---
name: thumbnail-extraction
description: "Extracts the most interesting frames from video files for thumbnail compositing. Detects faces, expressions, smiles, and presentation slides. Outputs full frames, face crops, and transparent cutouts. Use when asked to extract thumbnails, find interesting frames, grab screenshots from video, or create thumbnail candidates from recordings."
version: 0.1.0
---

# Video Thumbnail Extraction

## Overview
Automatically scan a local MP4 video (or YouTube URL via yt-dlp) and extract the 4 most visually interesting frames — prioritizing expressive faces (laughing, shocked, smiling) and engaging presentation slides.
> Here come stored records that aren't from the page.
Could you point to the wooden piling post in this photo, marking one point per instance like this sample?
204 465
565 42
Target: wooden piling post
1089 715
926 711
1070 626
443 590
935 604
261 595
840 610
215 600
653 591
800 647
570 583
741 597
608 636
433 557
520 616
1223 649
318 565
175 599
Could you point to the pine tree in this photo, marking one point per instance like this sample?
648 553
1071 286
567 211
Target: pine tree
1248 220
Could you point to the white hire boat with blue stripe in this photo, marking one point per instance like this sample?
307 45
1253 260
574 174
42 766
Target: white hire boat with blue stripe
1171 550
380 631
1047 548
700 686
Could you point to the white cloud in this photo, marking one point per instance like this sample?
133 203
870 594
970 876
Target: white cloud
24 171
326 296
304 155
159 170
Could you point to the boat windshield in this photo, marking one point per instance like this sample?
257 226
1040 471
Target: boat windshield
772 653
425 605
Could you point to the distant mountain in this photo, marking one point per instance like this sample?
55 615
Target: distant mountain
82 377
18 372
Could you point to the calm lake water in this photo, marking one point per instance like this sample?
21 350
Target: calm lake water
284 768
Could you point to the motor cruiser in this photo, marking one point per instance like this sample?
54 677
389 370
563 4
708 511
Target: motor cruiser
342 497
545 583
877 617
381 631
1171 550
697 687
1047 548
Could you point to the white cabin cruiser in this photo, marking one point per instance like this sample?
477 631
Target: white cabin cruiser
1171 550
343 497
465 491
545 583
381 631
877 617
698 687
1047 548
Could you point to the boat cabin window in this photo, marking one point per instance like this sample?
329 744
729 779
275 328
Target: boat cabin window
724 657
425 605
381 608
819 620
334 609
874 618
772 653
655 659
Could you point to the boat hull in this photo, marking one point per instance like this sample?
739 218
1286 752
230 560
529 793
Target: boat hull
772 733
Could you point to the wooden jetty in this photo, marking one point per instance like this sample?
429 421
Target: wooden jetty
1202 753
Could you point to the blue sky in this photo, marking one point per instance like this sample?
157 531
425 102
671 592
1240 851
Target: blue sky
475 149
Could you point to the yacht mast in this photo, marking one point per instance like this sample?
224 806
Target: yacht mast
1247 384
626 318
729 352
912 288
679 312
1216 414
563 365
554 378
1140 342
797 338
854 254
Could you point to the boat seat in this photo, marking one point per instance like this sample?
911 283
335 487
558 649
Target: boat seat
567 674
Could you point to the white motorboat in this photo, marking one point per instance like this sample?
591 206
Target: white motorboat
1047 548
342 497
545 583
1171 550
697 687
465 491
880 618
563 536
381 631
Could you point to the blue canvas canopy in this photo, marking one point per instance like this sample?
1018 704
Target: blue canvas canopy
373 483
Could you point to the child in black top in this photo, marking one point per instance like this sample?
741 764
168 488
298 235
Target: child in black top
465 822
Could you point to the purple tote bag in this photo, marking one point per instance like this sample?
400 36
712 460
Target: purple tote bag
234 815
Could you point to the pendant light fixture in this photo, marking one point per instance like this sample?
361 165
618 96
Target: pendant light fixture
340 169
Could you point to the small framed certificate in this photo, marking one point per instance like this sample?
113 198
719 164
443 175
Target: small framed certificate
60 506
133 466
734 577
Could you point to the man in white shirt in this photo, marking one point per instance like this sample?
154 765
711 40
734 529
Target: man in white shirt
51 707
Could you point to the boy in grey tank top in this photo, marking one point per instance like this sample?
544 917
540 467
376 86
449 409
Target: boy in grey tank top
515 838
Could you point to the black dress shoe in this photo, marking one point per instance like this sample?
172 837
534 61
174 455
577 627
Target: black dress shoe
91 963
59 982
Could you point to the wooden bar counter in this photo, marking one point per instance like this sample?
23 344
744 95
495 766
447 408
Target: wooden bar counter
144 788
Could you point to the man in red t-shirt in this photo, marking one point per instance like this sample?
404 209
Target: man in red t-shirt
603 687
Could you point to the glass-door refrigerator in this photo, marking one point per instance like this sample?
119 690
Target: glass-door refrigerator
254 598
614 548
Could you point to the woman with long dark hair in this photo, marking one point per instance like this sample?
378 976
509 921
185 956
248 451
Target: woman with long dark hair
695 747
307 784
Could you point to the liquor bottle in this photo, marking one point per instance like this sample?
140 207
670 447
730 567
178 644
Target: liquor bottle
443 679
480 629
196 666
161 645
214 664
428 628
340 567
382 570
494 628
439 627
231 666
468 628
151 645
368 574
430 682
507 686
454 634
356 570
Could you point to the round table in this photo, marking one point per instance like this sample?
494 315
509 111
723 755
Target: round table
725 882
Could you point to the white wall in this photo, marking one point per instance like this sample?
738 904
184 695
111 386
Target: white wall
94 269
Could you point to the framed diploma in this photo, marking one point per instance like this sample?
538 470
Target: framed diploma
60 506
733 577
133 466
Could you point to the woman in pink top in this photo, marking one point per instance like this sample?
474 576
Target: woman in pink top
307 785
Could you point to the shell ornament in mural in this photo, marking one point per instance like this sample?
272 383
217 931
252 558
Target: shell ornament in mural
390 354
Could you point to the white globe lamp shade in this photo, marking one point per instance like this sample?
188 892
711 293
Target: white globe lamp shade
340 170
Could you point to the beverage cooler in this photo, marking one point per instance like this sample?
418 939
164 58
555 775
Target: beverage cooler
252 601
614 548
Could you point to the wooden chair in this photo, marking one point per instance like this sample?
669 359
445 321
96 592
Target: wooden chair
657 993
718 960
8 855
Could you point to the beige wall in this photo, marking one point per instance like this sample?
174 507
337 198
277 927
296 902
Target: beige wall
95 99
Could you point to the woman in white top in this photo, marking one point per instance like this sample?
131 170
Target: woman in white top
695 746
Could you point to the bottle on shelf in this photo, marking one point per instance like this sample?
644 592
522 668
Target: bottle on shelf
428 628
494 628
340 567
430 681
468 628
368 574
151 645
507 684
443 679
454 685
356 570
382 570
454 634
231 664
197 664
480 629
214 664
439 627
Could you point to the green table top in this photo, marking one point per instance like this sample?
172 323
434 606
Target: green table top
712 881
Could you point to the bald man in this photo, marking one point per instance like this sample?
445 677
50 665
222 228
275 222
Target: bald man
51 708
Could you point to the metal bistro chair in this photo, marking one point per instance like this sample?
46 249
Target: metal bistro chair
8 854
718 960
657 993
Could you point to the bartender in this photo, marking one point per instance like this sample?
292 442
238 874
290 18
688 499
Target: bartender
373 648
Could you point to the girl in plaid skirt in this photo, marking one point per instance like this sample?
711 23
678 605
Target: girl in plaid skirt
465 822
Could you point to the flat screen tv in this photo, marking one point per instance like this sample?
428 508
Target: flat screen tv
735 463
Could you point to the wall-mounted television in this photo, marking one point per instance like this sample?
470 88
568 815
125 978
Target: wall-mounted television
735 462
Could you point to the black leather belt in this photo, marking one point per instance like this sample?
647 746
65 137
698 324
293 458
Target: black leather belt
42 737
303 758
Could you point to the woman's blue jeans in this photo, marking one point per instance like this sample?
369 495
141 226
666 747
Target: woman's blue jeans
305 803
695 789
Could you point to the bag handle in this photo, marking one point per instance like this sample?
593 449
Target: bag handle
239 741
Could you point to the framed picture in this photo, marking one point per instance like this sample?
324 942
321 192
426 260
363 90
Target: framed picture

Outputs full frames, face crops, and background-removed transparent PNGs ready for compositing.

## When to Use
- Before creating YouTube thumbnails (feeds into `youtube-thumbnails` skill)
- When you need the best screenshot from a long video recording
- When compositing a thumbnail and need transparent guest cutouts
- Processing Zoom gallery recordings, interviews, or presentations

## Dependencies

### Python packages (install once)
```bash
# In sandbox (Cowork VM):
pip install opencv-python scenedetect deepface pillow numpy --break-system-packages

# On host Mac (for background removal — sandbox can't download the model):
pip3 install 'rembg[cpu]' pillow --break-system-packages
```

### System tools
- `ffmpeg` (usually pre-installed)
- `python3` (3.10+)
- `yt-dlp` (optional, for YouTube URLs): `pip install yt-dlp --break-system-packages`

### Model downloads (first run)
- **DeepFace expression model** (~1MB): Downloads automatically on first use. If blocked by proxy, expression detection falls back to OpenCV smile cascade (still effective).
- **rembg u2net model** (~176MB): Downloads on first use. Must run on host Mac if sandbox blocks GitHub releases.

## Pipeline Architecture

### Two-Pass Design (memory-efficient)

**Pass 1 — Quick Scan** (OpenCV only, no deep learning)
- Sample a frame every 10 seconds across the video
- Skip first/last 60 seconds (intro/outro)
- For each frame:
  - Detect faces via Haar cascade (fast, no GPU needed)
  - Detect smiles within face regions
  - Compute visual variance (proxy for "interesting" content)
  - Detect presentation slides (high edge density + low color saturation)
- Score each frame based on: face count, smile count, smile size, visual variance
- Select top 12 diverse candidates using **quadrant system**: divide video into N time segments, pick best from each → ensures temporal spread

**Pass 2 — Deep Analysis** (DeepFace, only on top 12 candidates)
- Re-read only the selected frames from video
- Run DeepFace emotion detection (happy, surprise, fear, sad, angry, disgust, neutral)
- Weight emotions by thumbnail value: happy > surprise > fear > angry > sad > neutral
- Combine Pass 1 score with expression score
- Final selection: divide candidates into N time segments, pick best from each → guarantees spread across the full video

**Pass 3 — Output** (rembg, only on final 4 frames)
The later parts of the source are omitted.